Searches of pachytene up-regulated genes identified high affinity RFX binding sites (X boxes) in promoter regions of several new genes: Adam5, Pdcl2, and Spag6. We confirmed a strong promoter-region X-box for Alf, a germ cell-specific variant of general transcription factor TFIIA. Using Alf as an example of a target gene, we showed that its promoter is stimulated by RFX2 in transfected cells and used ChIP analysis to show that the promoter is occupied by RFX2 in vivo. Turning to upstream regulation of the Rfx2 promoter, we identified a cluster of three binding sites (MBS) for the MYB family of transcription factors.
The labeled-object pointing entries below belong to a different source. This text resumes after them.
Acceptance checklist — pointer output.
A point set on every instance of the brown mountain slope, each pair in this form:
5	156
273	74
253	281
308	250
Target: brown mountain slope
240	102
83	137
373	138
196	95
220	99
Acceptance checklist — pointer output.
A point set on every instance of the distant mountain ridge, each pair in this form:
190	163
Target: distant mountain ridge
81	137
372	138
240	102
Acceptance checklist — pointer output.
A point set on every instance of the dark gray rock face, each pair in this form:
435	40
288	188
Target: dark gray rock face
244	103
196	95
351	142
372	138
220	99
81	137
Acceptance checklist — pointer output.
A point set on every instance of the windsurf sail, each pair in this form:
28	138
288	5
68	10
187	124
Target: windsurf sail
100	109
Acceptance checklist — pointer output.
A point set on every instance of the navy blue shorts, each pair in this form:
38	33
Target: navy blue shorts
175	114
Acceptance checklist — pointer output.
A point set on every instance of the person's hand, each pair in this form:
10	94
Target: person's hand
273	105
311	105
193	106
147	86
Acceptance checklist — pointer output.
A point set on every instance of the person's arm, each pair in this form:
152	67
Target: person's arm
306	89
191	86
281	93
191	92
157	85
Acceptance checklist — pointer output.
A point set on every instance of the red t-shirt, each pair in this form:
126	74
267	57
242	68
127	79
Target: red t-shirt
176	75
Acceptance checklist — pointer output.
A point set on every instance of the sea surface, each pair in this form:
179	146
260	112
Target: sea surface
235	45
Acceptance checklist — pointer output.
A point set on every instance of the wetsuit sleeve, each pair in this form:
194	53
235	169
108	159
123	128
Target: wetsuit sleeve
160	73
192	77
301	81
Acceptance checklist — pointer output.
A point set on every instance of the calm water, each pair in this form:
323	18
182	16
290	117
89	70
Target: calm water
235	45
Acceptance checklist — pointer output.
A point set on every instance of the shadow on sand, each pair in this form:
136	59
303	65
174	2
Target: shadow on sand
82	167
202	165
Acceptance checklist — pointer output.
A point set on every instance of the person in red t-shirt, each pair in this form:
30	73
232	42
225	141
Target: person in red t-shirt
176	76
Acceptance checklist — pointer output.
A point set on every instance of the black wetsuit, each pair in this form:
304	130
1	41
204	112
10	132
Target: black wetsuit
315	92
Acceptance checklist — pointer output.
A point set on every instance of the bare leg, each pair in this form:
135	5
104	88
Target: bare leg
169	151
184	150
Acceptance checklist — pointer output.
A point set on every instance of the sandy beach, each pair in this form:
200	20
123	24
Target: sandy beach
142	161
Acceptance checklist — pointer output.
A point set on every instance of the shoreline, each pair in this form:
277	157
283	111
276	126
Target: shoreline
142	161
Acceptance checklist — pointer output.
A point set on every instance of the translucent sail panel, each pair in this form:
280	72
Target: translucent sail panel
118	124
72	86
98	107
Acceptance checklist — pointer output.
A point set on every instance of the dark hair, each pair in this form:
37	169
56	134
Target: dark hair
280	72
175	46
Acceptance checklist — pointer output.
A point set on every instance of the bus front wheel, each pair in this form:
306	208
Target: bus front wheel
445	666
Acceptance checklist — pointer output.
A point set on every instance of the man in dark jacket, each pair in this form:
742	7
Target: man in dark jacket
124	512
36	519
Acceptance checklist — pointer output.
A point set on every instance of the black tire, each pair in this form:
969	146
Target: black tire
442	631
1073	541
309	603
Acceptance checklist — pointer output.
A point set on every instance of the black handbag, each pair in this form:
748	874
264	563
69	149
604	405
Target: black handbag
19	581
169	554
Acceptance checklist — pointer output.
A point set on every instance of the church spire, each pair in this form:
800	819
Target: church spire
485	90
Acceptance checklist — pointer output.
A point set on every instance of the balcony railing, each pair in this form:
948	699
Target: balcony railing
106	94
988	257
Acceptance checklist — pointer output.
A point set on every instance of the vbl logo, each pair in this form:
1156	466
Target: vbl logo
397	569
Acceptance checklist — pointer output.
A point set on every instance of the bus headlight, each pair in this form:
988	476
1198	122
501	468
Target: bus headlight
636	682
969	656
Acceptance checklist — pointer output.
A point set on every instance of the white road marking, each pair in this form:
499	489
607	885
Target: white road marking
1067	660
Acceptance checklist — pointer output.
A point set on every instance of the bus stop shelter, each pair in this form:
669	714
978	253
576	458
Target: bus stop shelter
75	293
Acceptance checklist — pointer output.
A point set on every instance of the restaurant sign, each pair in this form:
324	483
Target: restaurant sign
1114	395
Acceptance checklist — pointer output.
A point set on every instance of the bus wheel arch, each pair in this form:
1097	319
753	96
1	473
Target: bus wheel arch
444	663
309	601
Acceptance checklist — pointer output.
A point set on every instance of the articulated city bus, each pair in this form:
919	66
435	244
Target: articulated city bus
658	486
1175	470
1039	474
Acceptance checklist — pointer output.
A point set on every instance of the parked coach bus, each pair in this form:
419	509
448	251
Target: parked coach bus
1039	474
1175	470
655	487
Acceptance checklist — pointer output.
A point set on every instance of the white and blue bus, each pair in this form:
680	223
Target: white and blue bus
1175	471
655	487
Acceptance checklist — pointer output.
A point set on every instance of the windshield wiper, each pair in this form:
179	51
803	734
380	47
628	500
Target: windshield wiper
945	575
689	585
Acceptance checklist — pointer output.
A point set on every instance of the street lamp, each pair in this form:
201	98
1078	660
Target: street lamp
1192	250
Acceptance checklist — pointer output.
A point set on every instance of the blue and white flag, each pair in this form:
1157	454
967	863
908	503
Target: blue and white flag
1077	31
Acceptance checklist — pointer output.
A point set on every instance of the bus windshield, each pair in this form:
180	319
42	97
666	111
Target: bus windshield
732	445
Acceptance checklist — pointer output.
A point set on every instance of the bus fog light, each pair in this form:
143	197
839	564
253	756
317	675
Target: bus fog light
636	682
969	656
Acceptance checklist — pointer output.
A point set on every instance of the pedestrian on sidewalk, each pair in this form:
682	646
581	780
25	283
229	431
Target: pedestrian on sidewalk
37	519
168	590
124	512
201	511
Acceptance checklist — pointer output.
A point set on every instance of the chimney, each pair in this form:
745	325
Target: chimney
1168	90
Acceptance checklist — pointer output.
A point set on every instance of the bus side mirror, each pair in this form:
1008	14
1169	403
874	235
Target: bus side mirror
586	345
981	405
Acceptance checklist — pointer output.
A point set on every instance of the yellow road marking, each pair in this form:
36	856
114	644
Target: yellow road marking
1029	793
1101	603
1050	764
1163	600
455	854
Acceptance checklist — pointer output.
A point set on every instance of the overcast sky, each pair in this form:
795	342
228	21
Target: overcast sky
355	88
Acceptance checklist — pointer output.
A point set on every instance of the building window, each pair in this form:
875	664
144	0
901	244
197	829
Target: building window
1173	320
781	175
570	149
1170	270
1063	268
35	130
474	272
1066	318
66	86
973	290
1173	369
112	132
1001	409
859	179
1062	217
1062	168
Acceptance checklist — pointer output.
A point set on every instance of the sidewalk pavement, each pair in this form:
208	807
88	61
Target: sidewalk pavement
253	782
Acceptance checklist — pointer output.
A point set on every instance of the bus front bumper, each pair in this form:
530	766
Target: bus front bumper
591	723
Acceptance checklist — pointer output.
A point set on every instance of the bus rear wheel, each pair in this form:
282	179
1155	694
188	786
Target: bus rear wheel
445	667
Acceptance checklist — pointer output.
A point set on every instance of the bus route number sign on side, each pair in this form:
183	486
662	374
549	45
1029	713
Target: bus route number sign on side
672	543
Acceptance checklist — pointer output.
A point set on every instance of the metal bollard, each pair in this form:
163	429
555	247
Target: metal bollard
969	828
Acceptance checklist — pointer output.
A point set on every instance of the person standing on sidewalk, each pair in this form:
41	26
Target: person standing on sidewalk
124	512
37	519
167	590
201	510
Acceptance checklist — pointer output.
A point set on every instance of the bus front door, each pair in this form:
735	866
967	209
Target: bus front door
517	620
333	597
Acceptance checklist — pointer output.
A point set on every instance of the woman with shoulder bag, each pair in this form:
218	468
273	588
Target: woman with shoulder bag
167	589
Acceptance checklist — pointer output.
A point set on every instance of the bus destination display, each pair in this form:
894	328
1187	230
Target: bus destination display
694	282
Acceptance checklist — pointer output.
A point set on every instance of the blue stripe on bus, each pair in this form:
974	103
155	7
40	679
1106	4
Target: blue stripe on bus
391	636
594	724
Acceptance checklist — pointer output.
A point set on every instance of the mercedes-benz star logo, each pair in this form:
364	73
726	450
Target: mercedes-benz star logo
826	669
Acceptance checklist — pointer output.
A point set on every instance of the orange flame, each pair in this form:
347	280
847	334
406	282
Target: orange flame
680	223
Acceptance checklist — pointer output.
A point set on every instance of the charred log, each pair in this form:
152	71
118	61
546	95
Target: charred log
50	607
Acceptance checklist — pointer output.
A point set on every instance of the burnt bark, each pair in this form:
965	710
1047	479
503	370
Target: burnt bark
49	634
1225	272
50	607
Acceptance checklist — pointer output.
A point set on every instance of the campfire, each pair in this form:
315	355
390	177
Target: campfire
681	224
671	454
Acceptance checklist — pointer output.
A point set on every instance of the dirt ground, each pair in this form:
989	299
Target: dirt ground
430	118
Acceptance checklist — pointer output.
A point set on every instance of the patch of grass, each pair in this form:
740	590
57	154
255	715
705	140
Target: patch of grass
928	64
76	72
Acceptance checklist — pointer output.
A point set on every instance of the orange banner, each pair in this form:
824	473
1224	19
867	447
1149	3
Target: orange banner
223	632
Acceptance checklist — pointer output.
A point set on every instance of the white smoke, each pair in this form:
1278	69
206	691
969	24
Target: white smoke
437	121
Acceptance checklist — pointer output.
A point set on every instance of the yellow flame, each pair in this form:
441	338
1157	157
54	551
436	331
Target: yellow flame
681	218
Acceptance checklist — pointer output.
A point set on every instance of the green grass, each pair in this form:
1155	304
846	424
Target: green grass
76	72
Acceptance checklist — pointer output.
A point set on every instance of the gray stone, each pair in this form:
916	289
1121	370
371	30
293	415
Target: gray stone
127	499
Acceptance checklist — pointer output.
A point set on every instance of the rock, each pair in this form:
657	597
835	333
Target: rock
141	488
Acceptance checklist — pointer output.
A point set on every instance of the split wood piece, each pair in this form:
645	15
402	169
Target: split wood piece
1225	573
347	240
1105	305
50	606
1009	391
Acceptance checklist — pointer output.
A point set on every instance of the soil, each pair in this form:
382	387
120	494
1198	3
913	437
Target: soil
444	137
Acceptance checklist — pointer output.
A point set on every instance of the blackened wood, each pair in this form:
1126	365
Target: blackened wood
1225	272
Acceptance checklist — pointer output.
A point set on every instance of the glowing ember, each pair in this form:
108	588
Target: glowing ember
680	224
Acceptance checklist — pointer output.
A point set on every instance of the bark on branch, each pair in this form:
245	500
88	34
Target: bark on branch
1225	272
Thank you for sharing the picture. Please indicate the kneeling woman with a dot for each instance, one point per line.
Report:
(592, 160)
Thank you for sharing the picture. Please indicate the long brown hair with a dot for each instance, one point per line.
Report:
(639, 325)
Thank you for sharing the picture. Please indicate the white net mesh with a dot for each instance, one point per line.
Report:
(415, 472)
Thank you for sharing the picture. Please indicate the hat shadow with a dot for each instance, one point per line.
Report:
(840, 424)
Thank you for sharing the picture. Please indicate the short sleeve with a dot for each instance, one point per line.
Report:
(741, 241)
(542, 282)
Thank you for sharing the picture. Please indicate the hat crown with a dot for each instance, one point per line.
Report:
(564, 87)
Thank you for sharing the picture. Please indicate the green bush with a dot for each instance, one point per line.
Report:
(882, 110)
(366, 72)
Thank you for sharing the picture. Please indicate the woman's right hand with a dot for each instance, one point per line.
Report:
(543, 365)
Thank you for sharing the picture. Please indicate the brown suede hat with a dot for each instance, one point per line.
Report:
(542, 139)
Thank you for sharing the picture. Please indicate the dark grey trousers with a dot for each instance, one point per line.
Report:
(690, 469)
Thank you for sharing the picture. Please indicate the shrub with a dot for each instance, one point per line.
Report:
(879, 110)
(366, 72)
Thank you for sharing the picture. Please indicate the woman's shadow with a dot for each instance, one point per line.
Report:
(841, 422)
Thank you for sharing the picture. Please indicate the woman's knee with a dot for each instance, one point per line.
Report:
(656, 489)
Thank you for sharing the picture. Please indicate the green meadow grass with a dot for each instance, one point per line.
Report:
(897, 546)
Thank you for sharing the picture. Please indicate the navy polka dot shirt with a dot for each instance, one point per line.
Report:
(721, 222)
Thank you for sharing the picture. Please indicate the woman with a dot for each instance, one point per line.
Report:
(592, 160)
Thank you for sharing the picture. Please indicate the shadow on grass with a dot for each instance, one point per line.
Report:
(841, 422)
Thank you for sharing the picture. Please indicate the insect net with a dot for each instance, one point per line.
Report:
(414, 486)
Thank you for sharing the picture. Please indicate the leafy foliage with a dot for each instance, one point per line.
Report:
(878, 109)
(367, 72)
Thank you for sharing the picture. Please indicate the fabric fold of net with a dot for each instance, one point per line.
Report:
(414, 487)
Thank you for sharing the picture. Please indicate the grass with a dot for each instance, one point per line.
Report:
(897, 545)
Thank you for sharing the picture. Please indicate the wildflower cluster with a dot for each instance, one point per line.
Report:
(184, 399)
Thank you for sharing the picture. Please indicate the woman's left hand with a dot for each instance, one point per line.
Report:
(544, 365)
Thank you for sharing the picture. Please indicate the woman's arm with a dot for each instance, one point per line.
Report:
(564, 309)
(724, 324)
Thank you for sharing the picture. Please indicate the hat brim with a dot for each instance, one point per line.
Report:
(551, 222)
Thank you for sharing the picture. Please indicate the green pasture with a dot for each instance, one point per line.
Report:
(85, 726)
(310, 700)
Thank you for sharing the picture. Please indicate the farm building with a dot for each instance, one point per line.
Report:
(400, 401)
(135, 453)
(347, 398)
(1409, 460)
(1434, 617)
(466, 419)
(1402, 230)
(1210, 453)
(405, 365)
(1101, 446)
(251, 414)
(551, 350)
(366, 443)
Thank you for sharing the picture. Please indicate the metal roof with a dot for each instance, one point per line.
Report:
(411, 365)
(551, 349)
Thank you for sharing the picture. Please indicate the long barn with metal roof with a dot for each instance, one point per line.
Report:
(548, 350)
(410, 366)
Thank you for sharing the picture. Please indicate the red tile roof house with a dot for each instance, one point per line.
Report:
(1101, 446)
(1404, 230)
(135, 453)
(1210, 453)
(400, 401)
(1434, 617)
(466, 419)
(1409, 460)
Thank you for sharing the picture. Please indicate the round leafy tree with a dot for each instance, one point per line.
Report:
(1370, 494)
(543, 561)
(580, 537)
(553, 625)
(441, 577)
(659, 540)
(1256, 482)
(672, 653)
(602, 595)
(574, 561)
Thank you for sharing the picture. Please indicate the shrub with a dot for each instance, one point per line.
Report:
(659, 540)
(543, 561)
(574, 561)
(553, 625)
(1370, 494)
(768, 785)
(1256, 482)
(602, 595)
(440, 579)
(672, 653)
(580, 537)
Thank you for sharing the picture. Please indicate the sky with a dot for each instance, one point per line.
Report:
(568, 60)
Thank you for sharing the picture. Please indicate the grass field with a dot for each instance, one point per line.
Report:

Because testis is one of the few sites of A-myb expression, and because spermatogenesis arrests in pachytene in A-myb knockout mice, the MBS cluster implicates Rfx2 as an A-myb target. Electrophoretic gel-shift, ChIP, and co-transfection assays all support a role for these MYB sites in Rfx2 expression. Further, Rfx2 expression was virtually eliminated in A-myb knockout testes. Immunohistology on testis sections showed that A-MYB expression is up-regulated only after pachytene spermatocytes have clearly moved away from the tubule wall, which correlates with onset of RFX2 expression, whereas B-MYB expression, by contrast, is prevalent only in earlier spermatocytes and spermatogonia.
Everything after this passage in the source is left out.